Day two of the festival is June 20, featuring 11 social justice themed short films by people of color including Kyra Knox, Darryl Wyrick, Jard Lerebours, and Alec Tufenkjian. Hosted by Deante Kyle of the Grits & Eggs Podcast, the screenings will be followed by a panel discussion and Q&A with the filmmakers. Three prizes will be awarded, including a jury-selected winner and an audience-selected winner. In previous years, the screenings generally ended with an unofficial networking event, but this year there’s an official after party featuring DJ Zack Fox.

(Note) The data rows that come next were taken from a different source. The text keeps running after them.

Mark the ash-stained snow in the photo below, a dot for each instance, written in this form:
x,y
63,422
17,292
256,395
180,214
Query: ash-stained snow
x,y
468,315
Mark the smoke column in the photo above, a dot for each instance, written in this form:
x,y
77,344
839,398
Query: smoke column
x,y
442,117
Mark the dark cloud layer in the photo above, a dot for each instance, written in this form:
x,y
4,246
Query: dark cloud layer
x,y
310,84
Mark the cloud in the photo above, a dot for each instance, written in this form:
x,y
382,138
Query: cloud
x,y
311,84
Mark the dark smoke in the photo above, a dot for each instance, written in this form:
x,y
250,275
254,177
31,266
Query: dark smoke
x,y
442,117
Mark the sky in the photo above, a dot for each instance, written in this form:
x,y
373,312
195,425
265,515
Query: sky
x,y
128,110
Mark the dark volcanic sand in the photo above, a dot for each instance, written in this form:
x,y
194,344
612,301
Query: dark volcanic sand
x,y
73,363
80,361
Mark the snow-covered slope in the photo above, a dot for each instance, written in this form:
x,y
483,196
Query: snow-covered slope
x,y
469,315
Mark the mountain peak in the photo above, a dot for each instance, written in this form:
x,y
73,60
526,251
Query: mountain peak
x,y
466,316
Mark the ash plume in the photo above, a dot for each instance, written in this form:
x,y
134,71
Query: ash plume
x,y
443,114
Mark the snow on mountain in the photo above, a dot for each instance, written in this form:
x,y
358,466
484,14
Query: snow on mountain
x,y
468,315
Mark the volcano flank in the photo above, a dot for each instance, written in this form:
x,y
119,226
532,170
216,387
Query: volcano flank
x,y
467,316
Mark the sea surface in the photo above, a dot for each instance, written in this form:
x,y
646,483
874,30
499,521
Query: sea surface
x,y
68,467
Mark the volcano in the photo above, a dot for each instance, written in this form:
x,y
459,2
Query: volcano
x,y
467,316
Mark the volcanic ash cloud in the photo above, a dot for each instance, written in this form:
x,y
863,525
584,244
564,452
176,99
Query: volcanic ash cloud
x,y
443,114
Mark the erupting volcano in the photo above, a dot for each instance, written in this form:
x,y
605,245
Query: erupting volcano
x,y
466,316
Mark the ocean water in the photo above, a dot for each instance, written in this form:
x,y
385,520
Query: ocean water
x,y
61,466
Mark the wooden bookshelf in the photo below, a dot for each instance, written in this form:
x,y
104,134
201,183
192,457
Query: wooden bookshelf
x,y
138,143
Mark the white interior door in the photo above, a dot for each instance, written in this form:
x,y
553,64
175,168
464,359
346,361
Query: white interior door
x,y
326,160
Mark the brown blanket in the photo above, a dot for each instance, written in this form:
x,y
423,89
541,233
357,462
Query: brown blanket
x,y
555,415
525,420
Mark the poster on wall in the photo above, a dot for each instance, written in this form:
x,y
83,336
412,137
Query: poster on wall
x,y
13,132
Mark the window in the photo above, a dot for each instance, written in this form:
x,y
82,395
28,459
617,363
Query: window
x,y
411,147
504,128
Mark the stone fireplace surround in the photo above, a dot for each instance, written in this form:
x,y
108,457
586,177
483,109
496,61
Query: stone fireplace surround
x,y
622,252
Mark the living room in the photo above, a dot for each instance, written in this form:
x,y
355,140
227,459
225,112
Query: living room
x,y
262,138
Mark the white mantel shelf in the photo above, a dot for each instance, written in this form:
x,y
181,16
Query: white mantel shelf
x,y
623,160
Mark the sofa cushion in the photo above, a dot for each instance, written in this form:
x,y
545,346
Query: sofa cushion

“We’re gonna take you through a journey, like where we set you up with the good vibes,” says Roberts. “The films are gonna be kind of intense, but we make a program where it’s not depressing. As we build you up, then kind of bring it back down, then build you back up again. You’re gonna feel a lot of things. But then the after party is going to give us all that collective release that we’re gonna need to carry us through these times moving forward.”
United We Heal Film Festival is at Underground Arts June 18 for the pre-game concert and June 20 for the screenings and after-party.